Autonomiczne taksówki z San Francisco
Samojeżdżące auta pokonują dziennie setki kilometrów i wożą już pasażerów w Kalifornii. Wyjazd autonomicznych taksówek na drogi publiczne wymagał szeregu zezwoleń i spotkał się z krytyką sceptyków, którzy w prowadzonych przez komputer pojazdach widzą niebezpieczeństwo. Ten incydent z pewnością nie poprawi wizerunku operatora Cruise - największej obok Waymofirmy oferującej autonomiczne przewozy.
Co wydarzyło się na jednej z ulic San Francisco? Z ustaleń służb i relacji świadków, które przytacza Telegraph wynika, że kobieta przechodząca przez jezdnię została potrącona przez kierowcę samochodu. Na razie mówimy jednak o prawdziwym, żywym kierowcy, który popełnił błąd, a następnie uciekł z miejsca zdarzenia. Pech chciał, że poszkodowana trafiła wprost na jadącą, autonomiczną taksówkę. Nim ta zareagowała, kobieta ponownie znalazła się pod kołami, tym razem zupełnie dosłownie. Pozbawiony kierowcy pojazd zatrzymał się stojąc na jej nodze.
Wypadek z udziałem autonomicznego samochodu
Trudno mieć więc pretensję do robotaksówki, że nie zahamowała przed pieszą - żywy kierowca również nie dałby rady zareagować tak szybko. Problem w tym, że autonomiczny pojazd przygniótł poszkodowaną do ziemi i ani myślał ruszyć z miejsca. Po kolizji został bowiem zdalnie wyłączony przez operatora.
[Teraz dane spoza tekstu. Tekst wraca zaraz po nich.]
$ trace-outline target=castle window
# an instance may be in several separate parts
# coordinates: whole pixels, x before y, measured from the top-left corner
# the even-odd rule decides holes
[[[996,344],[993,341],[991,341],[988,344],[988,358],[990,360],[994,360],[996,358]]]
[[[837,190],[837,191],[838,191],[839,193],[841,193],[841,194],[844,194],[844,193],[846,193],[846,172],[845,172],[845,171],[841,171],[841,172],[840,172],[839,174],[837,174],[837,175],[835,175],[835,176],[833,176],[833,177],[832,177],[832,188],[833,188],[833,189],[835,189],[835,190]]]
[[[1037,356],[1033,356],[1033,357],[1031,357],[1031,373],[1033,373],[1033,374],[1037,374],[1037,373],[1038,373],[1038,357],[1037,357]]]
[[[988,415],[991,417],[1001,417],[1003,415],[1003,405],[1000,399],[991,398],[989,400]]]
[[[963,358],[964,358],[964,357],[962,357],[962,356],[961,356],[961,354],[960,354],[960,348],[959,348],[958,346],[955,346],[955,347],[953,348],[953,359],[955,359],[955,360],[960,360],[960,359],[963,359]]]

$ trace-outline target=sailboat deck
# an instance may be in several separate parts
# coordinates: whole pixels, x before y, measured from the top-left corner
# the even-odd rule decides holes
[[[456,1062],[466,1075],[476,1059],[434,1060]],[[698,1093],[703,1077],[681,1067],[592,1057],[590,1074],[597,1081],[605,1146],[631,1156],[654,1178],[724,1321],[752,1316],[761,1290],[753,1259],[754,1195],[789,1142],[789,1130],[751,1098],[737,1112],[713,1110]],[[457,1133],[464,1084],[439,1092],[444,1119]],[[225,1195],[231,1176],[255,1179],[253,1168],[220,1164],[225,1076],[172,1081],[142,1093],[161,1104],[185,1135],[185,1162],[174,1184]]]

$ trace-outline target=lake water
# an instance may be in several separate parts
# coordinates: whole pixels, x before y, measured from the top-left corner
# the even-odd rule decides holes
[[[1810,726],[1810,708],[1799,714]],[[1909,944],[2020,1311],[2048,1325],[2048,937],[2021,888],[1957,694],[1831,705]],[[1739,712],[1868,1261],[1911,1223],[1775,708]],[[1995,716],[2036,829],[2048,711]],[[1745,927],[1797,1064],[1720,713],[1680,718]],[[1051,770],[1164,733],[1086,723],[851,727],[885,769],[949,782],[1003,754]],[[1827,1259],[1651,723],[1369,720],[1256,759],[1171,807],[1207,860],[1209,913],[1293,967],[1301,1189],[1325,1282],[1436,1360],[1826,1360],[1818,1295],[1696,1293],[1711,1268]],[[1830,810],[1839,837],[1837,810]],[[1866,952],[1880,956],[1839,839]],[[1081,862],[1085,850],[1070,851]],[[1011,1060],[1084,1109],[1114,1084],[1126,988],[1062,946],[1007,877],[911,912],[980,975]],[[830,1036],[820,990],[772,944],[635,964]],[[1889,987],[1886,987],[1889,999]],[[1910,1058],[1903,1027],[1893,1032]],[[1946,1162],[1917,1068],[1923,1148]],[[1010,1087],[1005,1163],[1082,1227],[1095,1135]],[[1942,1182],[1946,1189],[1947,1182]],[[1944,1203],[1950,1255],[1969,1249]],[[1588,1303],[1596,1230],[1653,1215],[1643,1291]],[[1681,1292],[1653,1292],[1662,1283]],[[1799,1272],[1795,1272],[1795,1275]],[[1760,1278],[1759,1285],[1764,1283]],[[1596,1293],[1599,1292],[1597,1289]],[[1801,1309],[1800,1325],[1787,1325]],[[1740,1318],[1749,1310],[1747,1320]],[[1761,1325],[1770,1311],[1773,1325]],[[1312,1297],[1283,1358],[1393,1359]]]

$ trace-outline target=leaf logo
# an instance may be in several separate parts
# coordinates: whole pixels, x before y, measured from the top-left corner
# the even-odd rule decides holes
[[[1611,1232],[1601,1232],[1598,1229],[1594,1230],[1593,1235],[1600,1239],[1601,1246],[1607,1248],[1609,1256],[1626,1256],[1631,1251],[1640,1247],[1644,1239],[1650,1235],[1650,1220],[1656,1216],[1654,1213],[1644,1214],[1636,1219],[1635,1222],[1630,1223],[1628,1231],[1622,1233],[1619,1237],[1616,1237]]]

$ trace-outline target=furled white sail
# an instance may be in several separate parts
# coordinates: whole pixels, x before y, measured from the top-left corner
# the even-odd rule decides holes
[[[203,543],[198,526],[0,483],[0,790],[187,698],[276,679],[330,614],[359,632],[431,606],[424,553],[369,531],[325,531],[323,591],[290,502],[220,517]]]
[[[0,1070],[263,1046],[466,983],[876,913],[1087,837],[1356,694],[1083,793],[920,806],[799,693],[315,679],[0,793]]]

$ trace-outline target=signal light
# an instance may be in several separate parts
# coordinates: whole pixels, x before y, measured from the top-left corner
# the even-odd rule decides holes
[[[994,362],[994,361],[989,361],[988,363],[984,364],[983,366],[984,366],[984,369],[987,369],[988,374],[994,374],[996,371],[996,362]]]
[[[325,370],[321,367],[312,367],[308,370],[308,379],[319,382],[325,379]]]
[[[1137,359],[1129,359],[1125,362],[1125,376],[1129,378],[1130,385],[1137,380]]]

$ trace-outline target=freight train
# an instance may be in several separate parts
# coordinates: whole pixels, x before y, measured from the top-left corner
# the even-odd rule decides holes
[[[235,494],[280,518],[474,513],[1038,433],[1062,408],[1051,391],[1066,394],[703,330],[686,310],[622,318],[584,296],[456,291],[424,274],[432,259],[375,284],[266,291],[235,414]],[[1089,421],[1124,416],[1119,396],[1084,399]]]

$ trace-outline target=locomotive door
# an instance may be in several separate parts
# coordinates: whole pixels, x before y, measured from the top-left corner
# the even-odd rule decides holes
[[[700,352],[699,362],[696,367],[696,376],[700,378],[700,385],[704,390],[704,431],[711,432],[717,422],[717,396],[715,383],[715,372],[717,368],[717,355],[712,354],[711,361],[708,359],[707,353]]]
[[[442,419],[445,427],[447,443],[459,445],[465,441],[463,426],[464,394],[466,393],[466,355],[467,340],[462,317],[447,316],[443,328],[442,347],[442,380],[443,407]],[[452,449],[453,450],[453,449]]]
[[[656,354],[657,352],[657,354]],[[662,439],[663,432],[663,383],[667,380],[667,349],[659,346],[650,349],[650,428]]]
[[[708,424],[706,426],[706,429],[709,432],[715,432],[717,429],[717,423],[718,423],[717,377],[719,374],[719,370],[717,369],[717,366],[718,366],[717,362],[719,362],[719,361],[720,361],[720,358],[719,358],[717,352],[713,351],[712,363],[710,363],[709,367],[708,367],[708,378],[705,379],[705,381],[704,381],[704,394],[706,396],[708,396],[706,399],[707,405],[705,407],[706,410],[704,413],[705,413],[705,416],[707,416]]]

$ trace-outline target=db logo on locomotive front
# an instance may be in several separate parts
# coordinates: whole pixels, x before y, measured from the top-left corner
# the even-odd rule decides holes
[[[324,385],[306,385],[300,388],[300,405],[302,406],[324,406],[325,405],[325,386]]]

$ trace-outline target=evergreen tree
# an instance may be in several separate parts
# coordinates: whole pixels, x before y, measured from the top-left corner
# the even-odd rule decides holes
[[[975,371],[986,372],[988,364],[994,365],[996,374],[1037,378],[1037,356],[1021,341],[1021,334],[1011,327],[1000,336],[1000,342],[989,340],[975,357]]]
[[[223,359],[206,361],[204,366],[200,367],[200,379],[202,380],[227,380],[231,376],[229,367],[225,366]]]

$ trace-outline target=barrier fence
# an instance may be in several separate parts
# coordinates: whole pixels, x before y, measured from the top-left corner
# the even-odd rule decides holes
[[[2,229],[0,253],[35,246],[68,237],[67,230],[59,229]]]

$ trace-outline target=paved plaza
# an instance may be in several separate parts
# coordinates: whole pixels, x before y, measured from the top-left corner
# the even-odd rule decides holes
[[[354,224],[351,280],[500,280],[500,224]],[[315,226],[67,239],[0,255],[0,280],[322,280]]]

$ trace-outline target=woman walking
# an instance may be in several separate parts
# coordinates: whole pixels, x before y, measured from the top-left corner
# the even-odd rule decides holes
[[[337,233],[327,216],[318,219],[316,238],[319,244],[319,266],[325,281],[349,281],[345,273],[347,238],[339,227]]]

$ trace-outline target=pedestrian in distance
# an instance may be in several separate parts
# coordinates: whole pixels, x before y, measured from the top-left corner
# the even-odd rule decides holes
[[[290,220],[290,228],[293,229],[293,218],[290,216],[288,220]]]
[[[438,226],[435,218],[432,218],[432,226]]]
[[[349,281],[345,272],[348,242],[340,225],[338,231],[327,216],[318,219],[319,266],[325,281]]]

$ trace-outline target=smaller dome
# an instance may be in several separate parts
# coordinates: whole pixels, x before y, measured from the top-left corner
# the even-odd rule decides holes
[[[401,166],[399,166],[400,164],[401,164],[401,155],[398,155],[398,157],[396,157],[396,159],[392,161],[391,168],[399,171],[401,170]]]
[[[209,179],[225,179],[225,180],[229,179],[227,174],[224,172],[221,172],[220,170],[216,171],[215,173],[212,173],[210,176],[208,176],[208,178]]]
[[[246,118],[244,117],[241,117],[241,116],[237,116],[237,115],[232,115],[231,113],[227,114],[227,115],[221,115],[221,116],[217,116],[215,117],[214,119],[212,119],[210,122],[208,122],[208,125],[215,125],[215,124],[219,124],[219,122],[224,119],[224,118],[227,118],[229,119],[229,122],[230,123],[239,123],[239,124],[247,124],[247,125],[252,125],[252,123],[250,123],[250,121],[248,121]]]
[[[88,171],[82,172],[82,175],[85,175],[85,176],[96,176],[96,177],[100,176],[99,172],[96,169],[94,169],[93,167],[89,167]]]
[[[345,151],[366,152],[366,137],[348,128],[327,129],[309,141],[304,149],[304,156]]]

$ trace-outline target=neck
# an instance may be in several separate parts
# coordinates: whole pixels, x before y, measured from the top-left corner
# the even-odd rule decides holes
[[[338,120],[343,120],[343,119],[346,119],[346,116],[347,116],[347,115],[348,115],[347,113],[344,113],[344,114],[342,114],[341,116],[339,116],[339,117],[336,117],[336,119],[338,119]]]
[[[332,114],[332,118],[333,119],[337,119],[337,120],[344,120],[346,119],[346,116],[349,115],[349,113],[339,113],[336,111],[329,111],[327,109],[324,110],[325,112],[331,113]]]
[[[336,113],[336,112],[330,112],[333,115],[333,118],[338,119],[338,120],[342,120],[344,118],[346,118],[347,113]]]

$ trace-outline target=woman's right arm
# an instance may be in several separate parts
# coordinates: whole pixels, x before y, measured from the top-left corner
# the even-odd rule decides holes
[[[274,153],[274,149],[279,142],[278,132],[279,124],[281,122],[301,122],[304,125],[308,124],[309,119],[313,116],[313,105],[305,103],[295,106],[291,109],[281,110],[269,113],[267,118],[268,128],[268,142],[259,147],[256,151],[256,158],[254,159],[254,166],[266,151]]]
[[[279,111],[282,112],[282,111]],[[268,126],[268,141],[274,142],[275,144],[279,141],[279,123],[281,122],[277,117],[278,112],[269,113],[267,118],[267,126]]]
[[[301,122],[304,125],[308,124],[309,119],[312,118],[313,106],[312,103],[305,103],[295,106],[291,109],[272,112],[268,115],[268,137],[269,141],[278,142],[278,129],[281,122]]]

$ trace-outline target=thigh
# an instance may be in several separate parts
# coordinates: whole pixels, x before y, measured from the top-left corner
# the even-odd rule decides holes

Kobieta została uwolniona dopiero po interwencji straży pożarnej. Taksówka musiała zostać podniesiona, by ratownicy mogli zabrać pieszą do szpitala. Jej stan oceniono jako krytyczny.
Robotaksówki będą miały kłopoty?
Firma Cruise współpracuje ze służbami w celu wyjaśnienia przebiegu całego zdarzenia. Dzięki temu, że mówimy o autonomicznym pojeździe, możemy mieć pewność, że zostało ono dobrze udokumentowane. To nie jedyny, choć najgroźniejszy incydent związany z autonomicznymi taksówkami po tym, jak dostały one pozwolenie na jazdę po drogach publicznych. Można powiedzieć, że jak na razie robotaksówki mają pod górkę i to nie tylko dlatego, że poruszają się po San Francisco.